Intel: profitable after falling 49%

The brutal fall he suffered Intel on the floor in 2022 -49%-, in a dramatic year for the Nasdaq 100, has a lot to do with the fact that the dividend yield that will be paid this year is the second highest of all the Dow Jones. Its four installments (almost all US companies pay four times a year) add up to $1.52, offering a return of close to 5.7%. The integrated circuit manufacturer always rewards its shareholders in March, June, September and December. Whoever positions himself now in the value does so, yes, in a company that carries a sell recommendation by the market consensus that FactSet collects.

Dow is placed as the third listed with the most profitable dividends taking into account their expected payments for the current year. Based in Midland (Michigan), it is one of the world’s largest chemicals, along with other names as well known as Basf. With a schedule very similar to that of Intelwill distribute a total of 2.80 dollars in the whole of the year, which rents 5.5%.

After suffering a stock market decline of close to 28% in 2022, Walgreens Boots The year also begins with decreases, which exceed 5%. This retail pharmacy operator, with payments similar to those of the two previous companies, at the end of each quarter, will distribute four dividends of the same amount, $0.48. Total, 1.92 dollars whose yield amounts to 5.1%.

5% offer the four dividendsone per quarter, of 3M in the present year. The multinational – whose name is the abbreviation of Minnesota Mining and Manufacturing Company – is dedicated to developing products and services in various areas, including industrial equipment.
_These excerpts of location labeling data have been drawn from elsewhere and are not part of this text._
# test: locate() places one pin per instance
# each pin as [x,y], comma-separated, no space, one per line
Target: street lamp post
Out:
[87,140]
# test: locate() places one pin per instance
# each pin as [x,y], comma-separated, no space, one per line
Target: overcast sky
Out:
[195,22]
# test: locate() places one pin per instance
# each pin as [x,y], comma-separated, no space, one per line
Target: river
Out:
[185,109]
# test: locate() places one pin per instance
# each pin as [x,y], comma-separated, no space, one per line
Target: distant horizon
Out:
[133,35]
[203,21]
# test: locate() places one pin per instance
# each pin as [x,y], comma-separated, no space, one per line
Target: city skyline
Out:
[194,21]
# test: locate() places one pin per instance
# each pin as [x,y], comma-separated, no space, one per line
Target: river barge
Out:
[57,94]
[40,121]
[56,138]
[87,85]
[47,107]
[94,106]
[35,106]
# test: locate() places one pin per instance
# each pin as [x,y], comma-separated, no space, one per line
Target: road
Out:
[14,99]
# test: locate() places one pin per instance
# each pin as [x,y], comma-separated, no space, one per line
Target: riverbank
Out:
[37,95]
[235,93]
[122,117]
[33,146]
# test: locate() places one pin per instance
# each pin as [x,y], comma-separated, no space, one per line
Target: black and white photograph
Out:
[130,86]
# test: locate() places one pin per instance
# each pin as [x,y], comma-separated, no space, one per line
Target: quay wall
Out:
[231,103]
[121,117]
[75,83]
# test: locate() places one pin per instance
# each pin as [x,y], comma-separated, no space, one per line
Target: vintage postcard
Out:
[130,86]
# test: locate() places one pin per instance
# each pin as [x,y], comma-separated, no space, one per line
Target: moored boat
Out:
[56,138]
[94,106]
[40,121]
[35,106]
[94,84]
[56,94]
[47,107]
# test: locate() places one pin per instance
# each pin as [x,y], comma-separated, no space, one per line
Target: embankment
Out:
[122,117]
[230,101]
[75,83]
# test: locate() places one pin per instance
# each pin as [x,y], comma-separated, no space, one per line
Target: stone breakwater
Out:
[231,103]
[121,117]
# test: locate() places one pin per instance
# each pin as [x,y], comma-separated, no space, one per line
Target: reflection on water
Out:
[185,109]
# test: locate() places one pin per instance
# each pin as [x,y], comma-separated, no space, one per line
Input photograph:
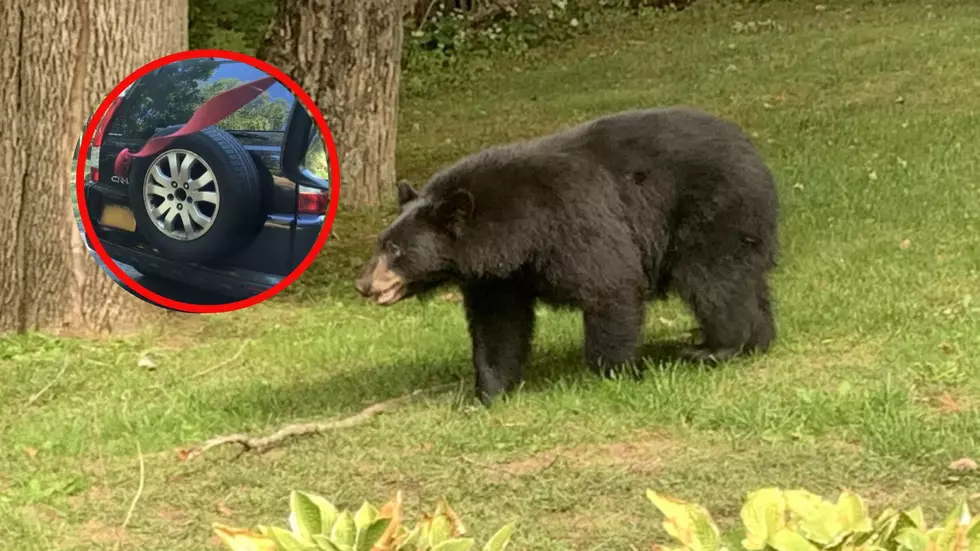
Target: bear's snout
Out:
[378,281]
[363,283]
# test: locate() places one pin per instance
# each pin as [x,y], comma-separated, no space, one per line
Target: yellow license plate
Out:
[118,217]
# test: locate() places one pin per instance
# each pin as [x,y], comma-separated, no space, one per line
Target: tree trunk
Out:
[58,60]
[346,54]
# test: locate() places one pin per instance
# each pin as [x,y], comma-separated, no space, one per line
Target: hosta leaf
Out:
[688,523]
[457,544]
[328,513]
[305,518]
[324,543]
[286,540]
[787,540]
[344,531]
[501,539]
[763,514]
[816,519]
[365,516]
[370,536]
[883,529]
[239,539]
[952,535]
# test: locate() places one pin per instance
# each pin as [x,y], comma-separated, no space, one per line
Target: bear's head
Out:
[415,253]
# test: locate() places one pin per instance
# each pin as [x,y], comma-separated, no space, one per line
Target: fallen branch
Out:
[222,364]
[264,443]
[51,383]
[139,490]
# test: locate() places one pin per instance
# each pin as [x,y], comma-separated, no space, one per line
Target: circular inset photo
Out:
[207,182]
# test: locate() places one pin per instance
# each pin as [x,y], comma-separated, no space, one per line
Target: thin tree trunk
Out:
[58,60]
[347,54]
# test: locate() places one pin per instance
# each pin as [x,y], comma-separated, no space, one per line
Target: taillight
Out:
[312,200]
[95,149]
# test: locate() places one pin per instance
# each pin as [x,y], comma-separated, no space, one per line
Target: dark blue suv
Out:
[228,211]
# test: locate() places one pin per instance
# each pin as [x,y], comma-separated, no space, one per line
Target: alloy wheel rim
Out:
[181,195]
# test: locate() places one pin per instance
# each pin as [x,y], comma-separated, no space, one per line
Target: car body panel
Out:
[286,236]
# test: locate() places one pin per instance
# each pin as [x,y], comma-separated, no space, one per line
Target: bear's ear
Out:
[454,211]
[406,193]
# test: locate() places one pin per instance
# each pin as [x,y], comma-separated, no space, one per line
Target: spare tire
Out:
[199,200]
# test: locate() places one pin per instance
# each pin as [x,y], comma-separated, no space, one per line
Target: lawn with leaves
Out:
[870,118]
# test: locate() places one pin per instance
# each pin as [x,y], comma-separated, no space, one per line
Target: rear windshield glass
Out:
[170,95]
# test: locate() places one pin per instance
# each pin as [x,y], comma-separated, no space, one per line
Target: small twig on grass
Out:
[139,490]
[264,443]
[50,384]
[218,366]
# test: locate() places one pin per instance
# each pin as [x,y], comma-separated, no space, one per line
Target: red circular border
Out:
[324,230]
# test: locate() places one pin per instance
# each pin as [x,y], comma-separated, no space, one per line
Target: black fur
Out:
[601,217]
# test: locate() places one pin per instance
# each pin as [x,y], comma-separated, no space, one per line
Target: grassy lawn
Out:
[870,118]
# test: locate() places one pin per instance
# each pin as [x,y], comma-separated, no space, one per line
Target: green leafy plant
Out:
[797,520]
[316,524]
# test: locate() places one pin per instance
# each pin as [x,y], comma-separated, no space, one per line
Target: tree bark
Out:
[58,60]
[346,54]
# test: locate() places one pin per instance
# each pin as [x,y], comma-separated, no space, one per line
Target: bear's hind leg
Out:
[612,333]
[500,315]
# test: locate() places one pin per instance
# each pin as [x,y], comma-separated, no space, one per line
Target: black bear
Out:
[603,217]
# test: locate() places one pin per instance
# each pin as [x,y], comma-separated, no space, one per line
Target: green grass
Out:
[870,118]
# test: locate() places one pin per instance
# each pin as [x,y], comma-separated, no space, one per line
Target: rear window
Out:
[170,95]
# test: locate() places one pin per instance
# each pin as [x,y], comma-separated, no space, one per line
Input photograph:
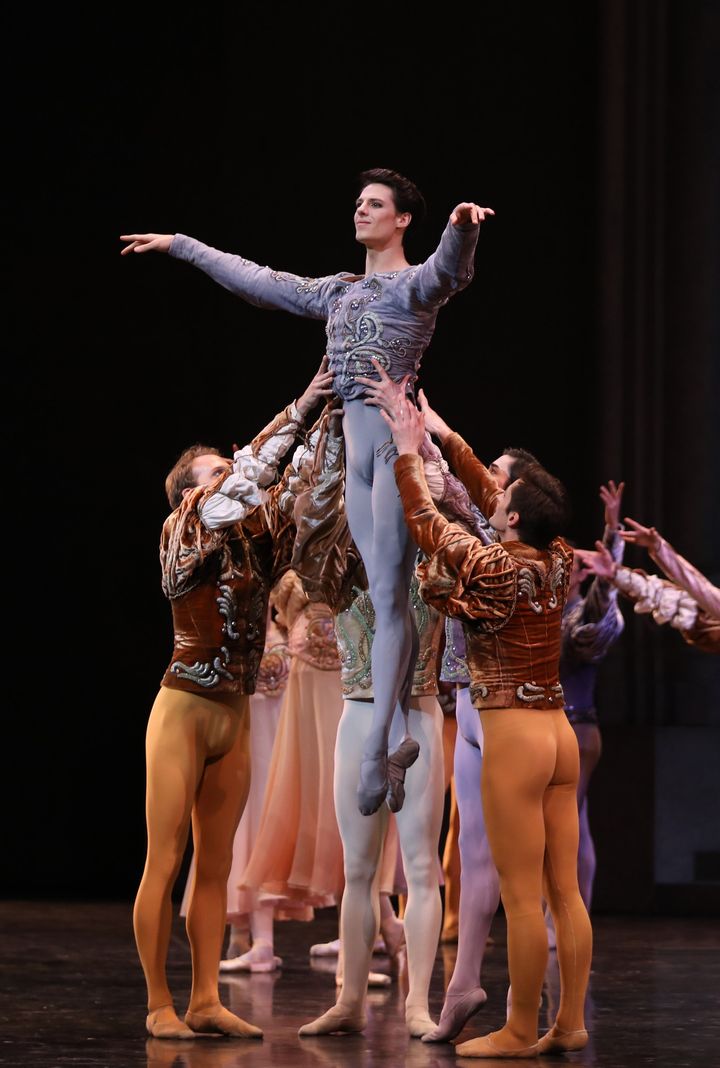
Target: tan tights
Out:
[199,770]
[529,789]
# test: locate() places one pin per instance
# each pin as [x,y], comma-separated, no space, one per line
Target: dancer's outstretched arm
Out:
[678,569]
[450,268]
[466,578]
[474,475]
[259,285]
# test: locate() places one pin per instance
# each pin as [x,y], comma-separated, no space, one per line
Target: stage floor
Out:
[73,994]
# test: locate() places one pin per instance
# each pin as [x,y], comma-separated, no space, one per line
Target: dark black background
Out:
[246,127]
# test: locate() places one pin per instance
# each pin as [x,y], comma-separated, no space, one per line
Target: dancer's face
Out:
[500,470]
[504,519]
[377,221]
[206,468]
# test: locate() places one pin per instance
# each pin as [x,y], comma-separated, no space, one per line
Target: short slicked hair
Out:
[405,193]
[181,476]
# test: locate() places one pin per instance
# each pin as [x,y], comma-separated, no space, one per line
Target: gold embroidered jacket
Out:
[509,595]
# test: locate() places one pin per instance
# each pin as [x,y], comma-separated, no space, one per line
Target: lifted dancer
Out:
[389,312]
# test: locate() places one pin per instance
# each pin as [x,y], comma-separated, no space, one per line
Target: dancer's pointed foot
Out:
[393,937]
[373,785]
[492,1046]
[418,1021]
[163,1022]
[374,979]
[338,1020]
[325,948]
[456,1011]
[218,1020]
[398,762]
[449,935]
[260,958]
[562,1041]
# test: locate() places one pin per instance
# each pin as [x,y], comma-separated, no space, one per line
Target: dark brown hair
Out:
[181,476]
[521,459]
[405,193]
[541,500]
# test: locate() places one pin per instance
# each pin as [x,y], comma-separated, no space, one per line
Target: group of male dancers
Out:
[234,531]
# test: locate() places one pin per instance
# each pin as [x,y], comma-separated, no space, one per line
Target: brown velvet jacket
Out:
[509,596]
[218,581]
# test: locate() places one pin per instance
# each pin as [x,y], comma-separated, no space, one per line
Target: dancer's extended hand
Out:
[599,562]
[407,425]
[146,242]
[612,498]
[434,423]
[467,211]
[385,393]
[319,387]
[645,536]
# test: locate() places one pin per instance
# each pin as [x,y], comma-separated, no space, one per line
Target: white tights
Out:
[419,825]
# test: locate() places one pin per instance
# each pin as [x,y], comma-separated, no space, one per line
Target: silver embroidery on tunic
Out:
[307,284]
[526,583]
[228,607]
[204,674]
[557,580]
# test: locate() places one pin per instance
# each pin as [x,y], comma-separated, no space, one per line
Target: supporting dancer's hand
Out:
[612,498]
[469,213]
[434,423]
[385,393]
[407,425]
[319,387]
[146,242]
[599,563]
[645,536]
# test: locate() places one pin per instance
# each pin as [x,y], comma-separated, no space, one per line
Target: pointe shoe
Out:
[171,1027]
[374,979]
[221,1021]
[335,1021]
[418,1022]
[485,1048]
[371,797]
[562,1041]
[398,762]
[260,958]
[455,1015]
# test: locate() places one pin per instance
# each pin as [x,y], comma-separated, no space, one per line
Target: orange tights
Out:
[529,789]
[199,771]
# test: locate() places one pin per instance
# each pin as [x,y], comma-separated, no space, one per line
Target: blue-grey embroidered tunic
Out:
[387,316]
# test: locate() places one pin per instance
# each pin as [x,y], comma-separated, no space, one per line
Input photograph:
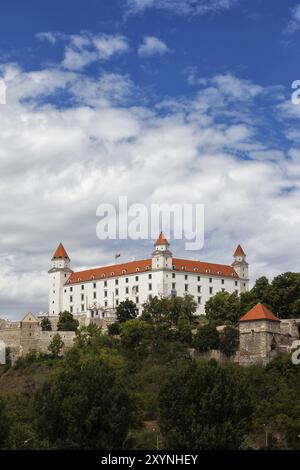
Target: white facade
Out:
[97,292]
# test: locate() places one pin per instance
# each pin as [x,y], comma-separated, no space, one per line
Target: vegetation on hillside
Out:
[140,387]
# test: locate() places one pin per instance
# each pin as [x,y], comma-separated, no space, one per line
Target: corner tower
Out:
[58,275]
[241,267]
[161,256]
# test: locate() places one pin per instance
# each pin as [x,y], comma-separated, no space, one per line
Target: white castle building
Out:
[97,292]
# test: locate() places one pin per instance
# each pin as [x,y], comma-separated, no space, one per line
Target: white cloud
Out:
[152,46]
[58,164]
[294,22]
[180,7]
[85,48]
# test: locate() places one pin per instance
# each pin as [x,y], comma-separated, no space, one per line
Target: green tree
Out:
[126,310]
[285,290]
[206,338]
[4,424]
[84,405]
[67,322]
[136,336]
[229,341]
[56,345]
[156,311]
[46,324]
[205,406]
[223,308]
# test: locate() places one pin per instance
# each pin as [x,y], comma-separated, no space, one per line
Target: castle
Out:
[97,292]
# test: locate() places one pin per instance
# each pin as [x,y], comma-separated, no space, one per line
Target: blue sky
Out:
[146,98]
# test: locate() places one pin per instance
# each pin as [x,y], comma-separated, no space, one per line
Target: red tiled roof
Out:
[204,268]
[239,251]
[161,240]
[111,271]
[60,252]
[144,265]
[259,312]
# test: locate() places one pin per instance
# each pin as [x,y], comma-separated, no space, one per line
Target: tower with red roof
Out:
[241,267]
[58,275]
[260,335]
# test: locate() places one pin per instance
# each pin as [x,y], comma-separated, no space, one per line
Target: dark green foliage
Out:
[206,338]
[126,311]
[46,324]
[223,308]
[4,425]
[229,341]
[67,322]
[114,329]
[56,345]
[204,406]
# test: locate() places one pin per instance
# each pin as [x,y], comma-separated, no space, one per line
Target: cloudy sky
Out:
[160,100]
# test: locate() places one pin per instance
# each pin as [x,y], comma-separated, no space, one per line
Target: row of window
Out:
[149,277]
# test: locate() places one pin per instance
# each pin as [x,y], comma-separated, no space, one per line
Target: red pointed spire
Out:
[60,252]
[259,312]
[161,240]
[239,251]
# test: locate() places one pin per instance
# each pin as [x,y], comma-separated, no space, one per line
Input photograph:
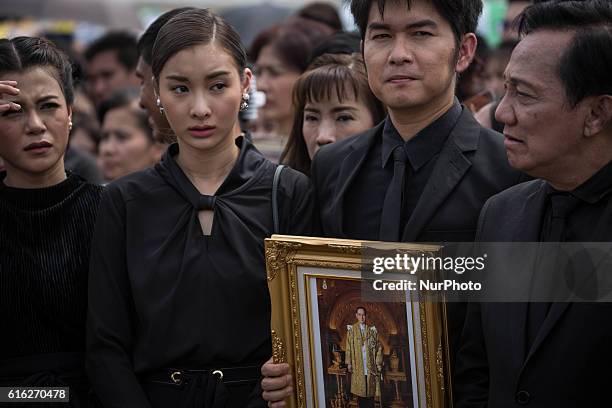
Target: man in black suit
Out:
[557,113]
[425,172]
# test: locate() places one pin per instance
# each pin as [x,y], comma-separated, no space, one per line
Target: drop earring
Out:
[244,104]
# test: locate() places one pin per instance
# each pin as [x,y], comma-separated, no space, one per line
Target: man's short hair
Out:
[462,15]
[585,68]
[122,42]
[146,41]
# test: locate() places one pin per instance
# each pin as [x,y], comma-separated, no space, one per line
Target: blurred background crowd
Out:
[117,128]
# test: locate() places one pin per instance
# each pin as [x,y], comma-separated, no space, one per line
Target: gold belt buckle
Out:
[176,377]
[219,373]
Like Intel, it gets a sell from analysts.

Jane Shoemake (Janus Henderson): “The pandemic had the positive effect of forcing many companies “to readjust their dividends to more sustainable levels”

The technological multinational IBM allows you to catch 4.7% thanks to its four installments, of around $1.66 per share each. In total, 6.6 dollars to hunt 4.7%.

Identical quarterly calendar to that of the previous ones, it has Chevron, with four installments of $1.50 each. The joint return amounts to 3.3%. Oil companies have been able to distribute record profits in recent months thanks to the global energy crisis, as can be seen from the latest edition of the Janus Henderson Global Dividend Index, which collects data at the close of the first nine months of 2022. “The increase in dividends from the oil sector boosted distributions worldwide to 415.9 billion dollars, which is a record figure for a third quarter,” the firm’s analysts highlight. In the case of Chevron, that $1.50 represents an increase in shareholder remuneration of 5.6% with respect to what was delivered last year (1.42 dollars each quarter).

With percentages that exceed, although by little, 3%, we still find Cisco Systems (3.25%), the biotech company Amgen (3.24%) and the banks Goldman Sachs (3,1%) y JP Morgan (3,02%).

Jane Shoemake, Team Client Portfolio Manager Global Equity Income of Janus Henderson, warns that, looking to 2023, “slowing global economic growth is likely to impact profits and on the ability of some companies to increase payments“. The pandemic, adds Shoemake, also had a positive effect on remuneration: it forced many companies “to readjust their dividends to more sustainable levels”, which “will provide some support even in the event that earnings are under pressure in 2023”. The expert also highlights a “fundamental” aspect: that dividends “vary much less throughout the economic cycle than profits, as companies try to maintain a sustainable level of income for their investors,” she adds.